Would you take seriously a presidential candidate who wore a baseball cap backwards, who sported a raft of tattoos on various body parts or who used the word “like” more than once in every sentence? No, neither would I. But I am beginning to believe we’re just too old-fashioned for 21st-century politics.
Politicians, especially presidential candidates, apparently are convinced that voters are more interested in their opinions about pop culture than their plans for, say, reforming health insurance. They seem deathly afraid of being too serious—too formal, too well-dressed, too eloquent—even in this serious age. They may not be displaying pierced bellybuttons or giving speeches in a hip-hop cadence, but based on a recent presidential “debate” on CNN, it’s just a matter of time.
In an effort to appeal to young voters, who are so conspicuously absent at the polls, the Democratic Party’s would-be nominees gathered for something called a “Rock the Vote” debate several weeks ago. This sort of outreach is not a bad idea and is certainly in keeping with the best instincts of a vibrant democracy. Why not make a special effort to appeal to an alienated or apathetic voting bloc?
Unfortunately, the CNN session was yet another example of today’s media-driven dumbing down of American culture. You’d think a presidential debate designed for young people would include a serious discussion of the economy and the war on terror—issues that particularly affect the young. While these topics were not absent from the CNN proceedings, the candidates also were subjected to an inquisition about picking up women in bars (I wish I were making this up), the outcome of the American League baseball playoffs and other matters ordinarily reserved to the hard-hitting reporters of the E! television network. And, of course, the candidates were asked if they had smoked marijuana. Those who did won warm applause. Poor Joseph Lieberman! He nearly apologized as he confessed that he has yet to indulge in this law-breaking recreational habit. The young audience dismissed him as clueless—what could Joe Lieberman possibly know about their concerns if he hasn’t tried pot? Well, at least when the discussion moved to picking up women in bars, he admitted that he, like, had a soft spot in his heart for a young female in the audience. Like, way cool, dude.
The candidates allowed themselves to be embarrassed because, after all, had they shown proper disdain for these vapid inquiries, they would be labeled as—yes!—elitists. Woe betide the candidate whose taste in music or sense of propriety can be dismissed as elitist! Once condemned as an elitist, today’s politician can expect no redemption, at least not on this earth.
It is hard to know who came off worst in CNN’s simple-minded exercise: the candidates, who tried so desperately to seem totally hip; the young voters, many of whom seemed proudly superficial; or the host, Anderson Cooper, who clearly will never be mistaken for fuddy-duddy types like Walter Cronkite, John Chancellor or Dan Rather.

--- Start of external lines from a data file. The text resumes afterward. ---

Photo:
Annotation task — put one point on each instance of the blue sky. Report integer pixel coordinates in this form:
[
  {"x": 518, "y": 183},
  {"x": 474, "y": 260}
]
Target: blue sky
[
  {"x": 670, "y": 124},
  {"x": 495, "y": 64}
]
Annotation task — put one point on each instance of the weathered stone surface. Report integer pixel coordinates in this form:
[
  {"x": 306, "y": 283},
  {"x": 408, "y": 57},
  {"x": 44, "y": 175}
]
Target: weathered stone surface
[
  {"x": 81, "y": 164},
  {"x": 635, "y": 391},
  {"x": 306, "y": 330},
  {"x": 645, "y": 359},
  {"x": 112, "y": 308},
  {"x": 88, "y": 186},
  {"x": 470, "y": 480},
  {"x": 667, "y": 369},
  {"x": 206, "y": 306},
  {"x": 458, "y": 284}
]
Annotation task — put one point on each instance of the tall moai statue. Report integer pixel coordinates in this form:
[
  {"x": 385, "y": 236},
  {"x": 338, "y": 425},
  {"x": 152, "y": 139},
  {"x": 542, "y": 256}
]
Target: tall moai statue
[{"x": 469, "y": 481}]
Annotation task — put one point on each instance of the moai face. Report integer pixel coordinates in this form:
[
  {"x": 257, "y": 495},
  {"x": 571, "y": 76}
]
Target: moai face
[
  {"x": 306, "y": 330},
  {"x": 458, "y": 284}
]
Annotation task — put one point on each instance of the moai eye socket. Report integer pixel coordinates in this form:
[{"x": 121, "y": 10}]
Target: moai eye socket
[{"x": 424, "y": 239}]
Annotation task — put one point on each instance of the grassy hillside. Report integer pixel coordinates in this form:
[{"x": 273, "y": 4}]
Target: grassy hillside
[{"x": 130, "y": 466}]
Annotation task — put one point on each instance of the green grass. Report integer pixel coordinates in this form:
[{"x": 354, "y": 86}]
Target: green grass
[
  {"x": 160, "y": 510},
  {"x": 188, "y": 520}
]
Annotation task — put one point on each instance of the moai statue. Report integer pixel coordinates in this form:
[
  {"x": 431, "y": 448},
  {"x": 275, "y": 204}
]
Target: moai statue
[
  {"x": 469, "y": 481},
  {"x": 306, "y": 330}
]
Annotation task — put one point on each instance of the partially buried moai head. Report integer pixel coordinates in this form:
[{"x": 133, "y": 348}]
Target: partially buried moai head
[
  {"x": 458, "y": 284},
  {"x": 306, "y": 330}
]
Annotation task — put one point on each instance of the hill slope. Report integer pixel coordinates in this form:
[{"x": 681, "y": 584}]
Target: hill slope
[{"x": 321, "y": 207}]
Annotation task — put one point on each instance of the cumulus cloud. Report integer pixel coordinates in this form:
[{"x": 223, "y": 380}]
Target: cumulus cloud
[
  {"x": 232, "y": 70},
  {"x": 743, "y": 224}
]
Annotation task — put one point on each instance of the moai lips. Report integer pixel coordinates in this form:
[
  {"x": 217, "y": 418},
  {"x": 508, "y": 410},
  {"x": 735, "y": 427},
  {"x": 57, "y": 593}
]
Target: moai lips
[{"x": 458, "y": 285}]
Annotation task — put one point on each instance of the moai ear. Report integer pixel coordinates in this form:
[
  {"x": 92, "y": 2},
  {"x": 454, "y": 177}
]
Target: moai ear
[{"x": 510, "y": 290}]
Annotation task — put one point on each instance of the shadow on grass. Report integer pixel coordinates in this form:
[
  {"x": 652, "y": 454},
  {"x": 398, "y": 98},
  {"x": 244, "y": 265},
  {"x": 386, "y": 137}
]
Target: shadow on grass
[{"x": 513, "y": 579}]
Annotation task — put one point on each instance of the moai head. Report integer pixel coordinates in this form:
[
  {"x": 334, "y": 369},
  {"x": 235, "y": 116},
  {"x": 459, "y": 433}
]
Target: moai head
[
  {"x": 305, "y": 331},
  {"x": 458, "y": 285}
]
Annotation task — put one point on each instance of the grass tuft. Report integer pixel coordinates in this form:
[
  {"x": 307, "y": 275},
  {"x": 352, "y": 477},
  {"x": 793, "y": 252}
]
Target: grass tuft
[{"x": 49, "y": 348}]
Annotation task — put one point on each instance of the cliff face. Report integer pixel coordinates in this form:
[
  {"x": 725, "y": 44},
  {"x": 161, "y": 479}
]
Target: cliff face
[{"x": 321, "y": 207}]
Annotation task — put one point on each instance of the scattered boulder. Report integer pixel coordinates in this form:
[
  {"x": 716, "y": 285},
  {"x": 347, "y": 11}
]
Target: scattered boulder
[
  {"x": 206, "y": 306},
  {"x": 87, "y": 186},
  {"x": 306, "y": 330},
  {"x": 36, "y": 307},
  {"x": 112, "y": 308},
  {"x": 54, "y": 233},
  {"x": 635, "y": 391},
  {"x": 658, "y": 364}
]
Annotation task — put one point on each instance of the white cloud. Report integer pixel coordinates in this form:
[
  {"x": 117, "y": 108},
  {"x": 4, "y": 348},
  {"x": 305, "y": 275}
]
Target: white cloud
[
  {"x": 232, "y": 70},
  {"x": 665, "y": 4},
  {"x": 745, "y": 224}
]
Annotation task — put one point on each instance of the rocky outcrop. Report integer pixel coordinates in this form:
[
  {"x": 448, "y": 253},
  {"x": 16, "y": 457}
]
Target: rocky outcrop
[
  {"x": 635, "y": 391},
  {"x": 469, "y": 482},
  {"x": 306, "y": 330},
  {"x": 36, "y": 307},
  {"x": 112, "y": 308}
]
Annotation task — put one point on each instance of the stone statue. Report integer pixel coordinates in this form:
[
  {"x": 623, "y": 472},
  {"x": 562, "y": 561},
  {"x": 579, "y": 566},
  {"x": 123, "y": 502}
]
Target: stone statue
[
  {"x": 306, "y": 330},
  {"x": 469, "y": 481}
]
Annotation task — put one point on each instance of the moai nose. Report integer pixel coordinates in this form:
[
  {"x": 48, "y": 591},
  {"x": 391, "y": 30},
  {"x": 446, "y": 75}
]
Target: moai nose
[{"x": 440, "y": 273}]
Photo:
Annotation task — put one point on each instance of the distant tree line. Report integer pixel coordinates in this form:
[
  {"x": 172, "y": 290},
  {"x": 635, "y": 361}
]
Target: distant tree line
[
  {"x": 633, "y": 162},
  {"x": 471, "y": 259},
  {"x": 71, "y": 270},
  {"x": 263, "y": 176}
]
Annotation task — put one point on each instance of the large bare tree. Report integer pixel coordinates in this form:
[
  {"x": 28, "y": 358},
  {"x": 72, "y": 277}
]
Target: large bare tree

Many of the questions might have been appropriate if the panel had been made up of the usual vacuous celebrities who populate American television studios every night. But these panelists were not celebrities; they were politicians, and, yes, I believe there is a difference. The purveyors of postmodern irony may disagree—fame is fame, however achieved—but most of us do not look to celebrities for protection from international terrorists or from the worst excesses of capitalism. For that, we look to political leaders.
There is nothing wrong with politicians emphasizing their common touch, even when it seems a little jarring. Presidential candidates before the Civil War advertised their log-cabin roots in the same way that today’s politicians tell stories about the lowly jobs they or their parents once held. When Franklin D. Roosevelt, of the Hudson Valley Roosevelts, played host to King George VI and Queen Mary of Great Britain, he fed them hot dogs. George H. W. Bush professed his taste for pork rinds during the 1988 campaign. Bill Cinton, of course, reminded us that he was the man from Hope.
Politicians have to connect with voters, and voters want to take the measure of their would-be leaders. It’s one thing, however, to drop your g’s (as every presidential candidate seems to do these days, especially those with Ivy League degrees) or talk about your hard-working parents. It’s quite another to treat presidential politics as just another part of celebrity culture. A magazine editor was quoted recently praising the Democrats for their brilliant answers to a pressing question: Who is their favorite Beatle?
If we are going to quiz our leaders to see if they understand us—and why not?—we surely can do better than ask about sitcoms, pop music, movies and celebrities. I’d like to know if any of the candidates know somebody who was thrown out of work in the last four years. (And let’s have specifics, please. No unverifiable anecdotes, which are a politician’s best friend.) Do they know any parent with a child serving in Iraq? Do they know any senior citizens who cannot afford prescription drugs? Do they know anybody who does not have health insurance? Have they themselves ever stood in line to receive unemployment benefits or a welfare check? Have they ever met a Catholic-school parent who struggles to pay tuition because the local public school is dysfunctional?
These are, alas, serious questions, which means there is a good chance nobody will ask them. Not on television, anyway.